I felt a bit of trepidation as I headed to the Arts Theatre (of death!) before seeing Shout! last night. Here we had another jukebox musical, and one with less than impressive word of mouth as well. Things weren’t improved when I snuck a glance at a neighbour’s programme and saw it opening with the same Petula Clark song as that damn bus (the song being “Downtown” for those keeping track.)
Fortunately it was all uphill from there. Not far uphill, but up enough that I was happy enough to sit back and enjoy the ride. I suspect this is because of adjusting expectations: the descriptions of Shout revolve largely around the flimsiness of its unattributed book. No, the book’s not as clever as, say, Return to the Forbidden Planet, but it does the minimum of creating excuses or introducing songs and doing so without ever saying “Let’s have a song!” And, to be honest, given the amount of time the book requires out of the runtime, I’m content to write it off and reconsider Shout as a revue a la Tomfoolery rather than as a proper book musical.
But nobody knows what a revue *is* these days, let alone sees them, so it’s easy to understand why everything gets promoted as an event or a musical when the truth is that revue may be a more appropriate term (even if this satirises the 60’s instead of today, but that in itself reflects our current changes in attitude.)
Meanwhile, it would be useful to talk about the show itself.
The year is 1960. Georgina (Tiffany Graves) is a modern young woman who heads down to London in search of love and the high life. On the train she meets Ruby (Marissa Dunlop), an actress in training, and shy wallflower Betty (normally played by ex-Wickeder Shona White but understudied by Francesca Newitt when I went). The trio end up renting a flat in Peckham above Best Cuts, a hair salon owned by Georgina’s aunt Yvonne (Su Pollard). The four women become fast friends and we spend the next decade as they marry, divorce, and belt through the tunes of the time as bridged by Tony T (John Jack), editor of Shout Magazine.

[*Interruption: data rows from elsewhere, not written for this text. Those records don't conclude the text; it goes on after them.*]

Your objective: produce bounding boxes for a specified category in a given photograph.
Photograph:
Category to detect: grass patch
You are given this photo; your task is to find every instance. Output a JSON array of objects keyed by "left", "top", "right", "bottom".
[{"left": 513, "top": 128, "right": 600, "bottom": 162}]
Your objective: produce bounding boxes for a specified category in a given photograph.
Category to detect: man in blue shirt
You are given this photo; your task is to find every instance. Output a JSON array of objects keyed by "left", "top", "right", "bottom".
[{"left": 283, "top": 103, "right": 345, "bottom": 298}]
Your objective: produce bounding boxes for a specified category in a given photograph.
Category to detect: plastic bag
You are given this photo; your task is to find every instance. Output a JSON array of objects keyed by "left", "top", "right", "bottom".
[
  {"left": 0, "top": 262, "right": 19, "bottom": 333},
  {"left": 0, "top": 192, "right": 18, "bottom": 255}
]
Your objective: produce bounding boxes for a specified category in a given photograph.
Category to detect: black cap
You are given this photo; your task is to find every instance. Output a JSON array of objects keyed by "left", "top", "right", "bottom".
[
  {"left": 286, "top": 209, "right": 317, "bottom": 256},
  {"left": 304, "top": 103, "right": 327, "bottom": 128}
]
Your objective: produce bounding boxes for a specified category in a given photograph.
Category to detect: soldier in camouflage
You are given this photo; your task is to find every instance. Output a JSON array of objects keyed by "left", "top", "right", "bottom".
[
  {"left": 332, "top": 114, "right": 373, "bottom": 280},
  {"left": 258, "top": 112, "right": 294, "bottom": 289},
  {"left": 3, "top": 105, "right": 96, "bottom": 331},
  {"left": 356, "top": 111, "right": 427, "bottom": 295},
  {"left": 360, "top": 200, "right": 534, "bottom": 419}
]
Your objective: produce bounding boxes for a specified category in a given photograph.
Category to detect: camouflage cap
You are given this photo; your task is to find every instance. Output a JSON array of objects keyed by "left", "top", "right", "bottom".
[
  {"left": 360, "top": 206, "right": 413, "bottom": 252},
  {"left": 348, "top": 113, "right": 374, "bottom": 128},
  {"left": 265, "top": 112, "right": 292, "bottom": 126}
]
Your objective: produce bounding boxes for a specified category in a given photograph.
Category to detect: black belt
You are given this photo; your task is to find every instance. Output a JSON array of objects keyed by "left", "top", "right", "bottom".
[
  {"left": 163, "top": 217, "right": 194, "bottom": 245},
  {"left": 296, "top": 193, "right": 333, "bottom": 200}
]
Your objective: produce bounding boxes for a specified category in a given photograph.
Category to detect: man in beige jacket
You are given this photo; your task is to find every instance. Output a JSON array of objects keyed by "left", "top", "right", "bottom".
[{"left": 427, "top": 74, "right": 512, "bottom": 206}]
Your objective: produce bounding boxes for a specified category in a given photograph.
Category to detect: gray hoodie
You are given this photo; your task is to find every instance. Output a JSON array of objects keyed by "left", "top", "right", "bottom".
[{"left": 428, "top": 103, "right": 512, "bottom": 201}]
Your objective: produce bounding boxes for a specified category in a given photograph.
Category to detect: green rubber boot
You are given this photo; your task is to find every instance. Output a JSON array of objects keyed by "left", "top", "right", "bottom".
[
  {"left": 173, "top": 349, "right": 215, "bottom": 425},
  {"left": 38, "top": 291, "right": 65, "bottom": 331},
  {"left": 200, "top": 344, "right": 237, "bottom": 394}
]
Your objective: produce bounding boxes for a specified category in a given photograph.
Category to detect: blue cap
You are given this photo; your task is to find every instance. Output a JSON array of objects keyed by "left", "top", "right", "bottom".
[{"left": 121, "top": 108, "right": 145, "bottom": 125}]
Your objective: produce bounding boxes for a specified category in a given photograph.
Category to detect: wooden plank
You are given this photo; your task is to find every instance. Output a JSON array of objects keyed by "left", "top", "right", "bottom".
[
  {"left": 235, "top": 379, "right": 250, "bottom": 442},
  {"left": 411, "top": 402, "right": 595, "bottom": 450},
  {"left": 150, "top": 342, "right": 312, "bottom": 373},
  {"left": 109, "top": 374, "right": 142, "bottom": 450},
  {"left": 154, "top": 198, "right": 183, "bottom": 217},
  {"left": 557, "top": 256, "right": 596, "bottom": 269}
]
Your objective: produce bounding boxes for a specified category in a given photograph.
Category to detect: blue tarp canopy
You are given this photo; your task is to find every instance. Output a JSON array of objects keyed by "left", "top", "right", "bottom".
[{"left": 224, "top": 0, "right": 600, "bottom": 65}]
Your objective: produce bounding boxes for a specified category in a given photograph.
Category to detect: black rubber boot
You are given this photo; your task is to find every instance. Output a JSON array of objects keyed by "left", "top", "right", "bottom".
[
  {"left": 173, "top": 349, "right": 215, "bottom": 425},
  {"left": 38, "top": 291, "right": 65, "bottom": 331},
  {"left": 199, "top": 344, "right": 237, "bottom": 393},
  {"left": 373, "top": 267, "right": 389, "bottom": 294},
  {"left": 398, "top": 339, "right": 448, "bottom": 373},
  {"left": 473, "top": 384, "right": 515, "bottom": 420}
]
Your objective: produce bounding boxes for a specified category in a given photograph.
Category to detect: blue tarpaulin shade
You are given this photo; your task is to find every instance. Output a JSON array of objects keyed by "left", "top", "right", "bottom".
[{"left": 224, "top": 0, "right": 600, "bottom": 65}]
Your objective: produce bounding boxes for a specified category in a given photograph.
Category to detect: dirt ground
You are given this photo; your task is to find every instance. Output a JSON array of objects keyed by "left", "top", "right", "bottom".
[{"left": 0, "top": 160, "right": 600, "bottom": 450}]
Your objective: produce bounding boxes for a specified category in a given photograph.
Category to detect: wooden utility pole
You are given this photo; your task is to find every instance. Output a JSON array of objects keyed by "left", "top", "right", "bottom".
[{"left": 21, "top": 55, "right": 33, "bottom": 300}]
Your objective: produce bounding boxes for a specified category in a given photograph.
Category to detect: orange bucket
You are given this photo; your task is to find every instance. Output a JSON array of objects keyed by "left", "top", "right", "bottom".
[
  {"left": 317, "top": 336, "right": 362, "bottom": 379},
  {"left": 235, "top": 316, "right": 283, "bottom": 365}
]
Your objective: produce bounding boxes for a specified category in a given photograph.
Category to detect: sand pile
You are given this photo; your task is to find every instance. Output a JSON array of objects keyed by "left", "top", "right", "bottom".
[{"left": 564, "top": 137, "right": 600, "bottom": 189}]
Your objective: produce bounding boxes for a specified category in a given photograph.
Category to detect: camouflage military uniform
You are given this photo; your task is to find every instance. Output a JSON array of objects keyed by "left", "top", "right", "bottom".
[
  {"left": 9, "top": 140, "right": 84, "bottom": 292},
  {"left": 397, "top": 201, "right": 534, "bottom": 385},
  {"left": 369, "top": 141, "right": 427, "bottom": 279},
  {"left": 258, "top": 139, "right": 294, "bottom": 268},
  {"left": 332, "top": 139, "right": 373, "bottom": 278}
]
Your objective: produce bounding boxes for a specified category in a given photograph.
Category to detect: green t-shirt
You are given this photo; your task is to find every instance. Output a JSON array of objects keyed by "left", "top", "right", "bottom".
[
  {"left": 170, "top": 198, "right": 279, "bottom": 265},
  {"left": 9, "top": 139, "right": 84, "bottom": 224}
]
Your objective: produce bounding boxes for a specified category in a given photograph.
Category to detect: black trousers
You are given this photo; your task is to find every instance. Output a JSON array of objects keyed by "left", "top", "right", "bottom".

As I stated before, the book is largely irrelevant, though it has some laughs in the Carry On vein, and Jack’s editor speaks Public School English with the condescending tone of early television adverts which lends both a tongue in cheek to the proceedings as well as a reminder of how far we’ve come. The main thrust of the show is a decade of classic pop from Petula to Dusty, bubblegum to psychedelia, and the four main ladies (in addition to Jessica Kirton as a dialogue-free shop assistant/trophy girl) do an excellent job of belting to the rafters and reminding us all that the 60’s really were a golden age of music. Yes, that includes Su Pollard.
Also praise-worthy are Morgan Large’s designs, both simple and evocative of pop art, bright clean colours, and the rise in trippy patterns while functional and (short of some overdone strobing by colour-smart lighting designer Ben Cracknell) tasteful. Come to think of it, “tasteful” is probably the best way to describe the whole affair though “obvious cash-in” comes second.
Another groovy point was Large’s costume designs for the girls, but I was rather confused by the costumes for Tony T: much of Shout’s promotion on tour (and the CD cover) refer to it as a mod musical, but the lack of a sharp suit and skinny tie, anorak, or other iconic mod images stood out though they could be a logistical necessity for some extremely rapid costume changes.
Anyways, to sum it up: your enjoyment of Shout will be directly proportional to how much you like 60’s pop music and whether or not you can get past the fluffy book in lieu of something more intellectual.
Where: Arts Theatre
When: Until 28 June, Tu-Sa @ 19:30, W/Sa @ 15:00, Su @ 16:00
How Much: £20-£42.50
Concessions: £25 excluding Fri/Sat nights, book one hour before the show
RZ Unofficial “Worth Paying”: £20. Maybe a few more if you’re a big Su Pollard fan.
RZ Other Notes: I guess it just shows that whoever composed most of Petula Clark’s music is all too happy to let the tracks out as long as they get their royalty cheque. Too bad they wanted an impractical amount for an official release of the brilliant short film “Animato” by creator Mike Jittlov. Jittlov created the film in 1969 and it’s a breathtaking work of stop motion and hand worked animation but the music was never cleared so you’ll have to do some digging to find a copy of the piece. A reworked version with new music was included in Jittlov’s feature film The Wizard of Speed and Time.